No total, somando animações, musicais, séries de TV e derivados da obra original, há mais de 60 adaptações. Entre elas, estão uma tetralogia do desenho Tom & Jerry; os dois filmes dos anos 1970 estrelados por Michael York, Charlton Heston, Raquel Welch, Oliver Reed, Frank Finlay, Faye Dunaway e Richard Chamberlain; a aventura disneyana Os Três Mosqueteiros (1993), com Charlie Sheen, Kiefer Sutherland, Chris O'Donnell, Oliver Platt, Tim Curry e Rebecca De Mornay; A Vingança do Mosqueteiro (2001), em que as cenas de ação foram inspiradas no cinema de Hong Kong; e uma comédia musical coproduzida entre Rússia e Ucrânia em 2004 tendo no papel principal o futuro presidente ucraniano, Volodimir Zelensky. A última adaptação de vulto foi a de 2011, rodada inteiramente em 3D pelo diretor Paul W.S. Anderson, que comandou um elenco formado por Logan Lerman, Ray Stevenson, Luke Evans, Christoph Waltz, Mads Mikkelsen, Orlando Bloom, Milla Jovovich, Gabriella Wilde e Matthew Macfadyen.

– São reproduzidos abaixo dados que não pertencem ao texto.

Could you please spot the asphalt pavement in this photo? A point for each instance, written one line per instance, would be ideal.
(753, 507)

Feita toda essa introdução, o que a enésima adaptação da obra de Dumas pai tem a oferecer? Faz alguma atualização à luz de temas contemporâneos? Toma liberdades artísticas ou promete fidelidade extrema? Investe mais nas cenas de ação, no contexto político, nos componentes românticos ou nos elementos cômicos?
Bem, a trama é a mesma no filme roteirizado por Matthieu Delaporte e Alexandre de La Patellière e dirigido por Martin Bourboulon — ou melhor, nos filmes: a segunda parte, Os Três Mosqueteiros: Milady, tem estreia prevista para o final de dezembro. Em 1627, o jovem D'Artagnan, vindo da Gasconha, chega a Paris para tentar se tornar membro da elite da guarda real, os mosqueteiros. Após ser dado como morto no combate a agressores — entre eles, Milady, uma agente do cardeal Richelieu, o vilão da história —, o herói acaba se juntando aos inseparáveis Athos, Porthos e Aramis e se envolvendo em uma aventura para evitar a guerra e salvar a esposa do rei Luís XIII, Ana de Áustria, de um complô. Entre uma coisa e outra, D'Artagnan vai cortejar Constance, moça que presta serviços para a rainha.

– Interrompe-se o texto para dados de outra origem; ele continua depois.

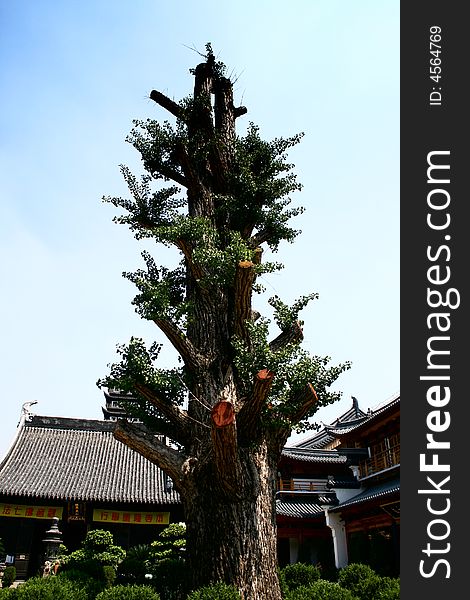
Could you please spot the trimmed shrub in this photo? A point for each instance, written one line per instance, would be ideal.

Diretor de Relacionamento à Francesa (2015), Relacionamento à Francesa 2 (2016) e Eiffel (2021), Bourboulon se esforça, desde a primeira cena, em diferenciar a sua versão do clássico. Dispensa o tom solar e as cores que marcaram filmes anteriores, apostando em cenas escuras e sob chuva. O visual traduz a intenção de ressaltar os aspectos históricos de Os Três Mosqueteiros: o conflito entre católicos e protestantes e a rivalidade entre França e Inglaterra. Mas como o objetivo também é o de oferecer ao público uma aventura animada, as intrigas políticas alternam-se com cenas de ação nunca marcantes e quase sempre confusas (a ponto de não sabermos quem é quem) e algumas piadas.
Diante da previsibilidade da trama e da falta de momentos empolgantes, um passatempo para o espectador ao longo das (cansativas) duas horas de duração pode ser admirar a direção de arte. Os Três Mosqueteiros: D'Artagnan foi praticamente todo filmado em locações, com pouco uso de estúdio, e tem figurinos vistosos na realeza e autênticos nos ambientes mais populares.
Mas o grande atrativo do filme é reunir um supertime do cinema francês — aliás, desde 1961 o país não produzia uma adaptação.
Quem interpreta D'Artagnan é François Civil, de Amor à Segunda Vista (2019) e O Próximo Passo (2022). Athos, Porthos e Aramis são vividos respectivamente por Vincent Cassel, Pio Marmaï e Romain Duris. Louis Garrel faz o rei Luís XIII, e Eva Green é Milady. O papel de Richelieu ficou com Eric Ruf, e a argelina Lyna Khoudri encarna Constance. Completam o elenco principal a luxemburguesa Vicky Krieps, como a rainha, e o inglês Jacob Fortune-Lloyd, como o duque de Buckingham. Pena que, por um problema técnico, na sessão de imprensa tivemos de assistir à versão dublada, sendo privados de ouvir os diálogos no charmoso idioma original.
Em resumo: se você nunca viu uma adaptação, vá ao cinema, mas prefira a cópia legendada e esteja ciente de que haverá uma segunda parte (ah, e que, ao estilo do Universo Cinematográfico Marvel, há uma cena pós-créditos). Se você já tem experiência no assunto, talvez valha a pena esperar a estreia no streaming, a não ser que seja tão fã da história, que já tenha adquirido cacife para comparar as semelhanças e as diferenças entre as enésimas versões.